Archaeological site in Yukon, Canada

Bluefish Caves is an archaeological site in Yukon, Canada, located 54 km southwest of the Vuntut Gwichin community of Old Crow. It has been suggested that human occupation dates to 24,000 years Before Present (BP) based on radiocarbon dating of animal remains, but these dates are contested due to the uncertain stratigraphic context of the archaeological remains relative to the dated animal remains. There are three small caves in the area.

== Context ==
Bluefish Cave was initially known to the local First Nations, but was popularized by a fishing expedition in 1976, and later by researchers. This site is made up of three small caves, ranging from 10 to 30 m3. The first cave contains various animal bones that appear to have been dragged there by predators; findings of cut marks may point to a human presence.
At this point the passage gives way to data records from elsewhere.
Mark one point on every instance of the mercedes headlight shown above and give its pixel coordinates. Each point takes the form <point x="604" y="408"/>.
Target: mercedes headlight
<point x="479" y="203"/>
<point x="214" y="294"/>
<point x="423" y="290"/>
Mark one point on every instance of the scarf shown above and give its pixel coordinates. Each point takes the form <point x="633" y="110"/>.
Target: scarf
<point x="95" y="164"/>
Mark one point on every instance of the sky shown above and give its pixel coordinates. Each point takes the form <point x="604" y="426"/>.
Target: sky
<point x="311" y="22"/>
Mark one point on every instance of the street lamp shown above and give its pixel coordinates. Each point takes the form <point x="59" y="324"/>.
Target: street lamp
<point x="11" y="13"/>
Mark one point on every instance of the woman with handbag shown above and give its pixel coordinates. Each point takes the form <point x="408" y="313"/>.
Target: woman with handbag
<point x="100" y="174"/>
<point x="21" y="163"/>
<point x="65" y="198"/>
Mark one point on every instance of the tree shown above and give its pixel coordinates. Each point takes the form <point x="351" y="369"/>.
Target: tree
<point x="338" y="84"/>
The Old Crow Flats, another important area with early human presence, are located about 75 km northeast of the Bluefish Caves.

== Dating ==
The site was excavated by archaeologist Jacques Cinq-Mars between 1977 and 1987, and the initial radiocarbon dating suggested an age of 24,000 before present (BP). This was considered controversial as it was in contrast to the Clovis-First theory, widely accepted by academics at the time, which considered the earliest settlement date of North America to be around 13,000 BP. A review of the site in 2017 found it to be 24,000 years old, lending support to the "Beringian standstill" hypothesis — that the ancestors of Native Americans spent considerable time isolated in a Beringian refuge during the Last Glacial Maximum before populating the Americas. A later paper questioned the dating (based on claimed disturbances) and the culturality of the faunal remains, but support for the 2017 study was reiterated by the author of that report.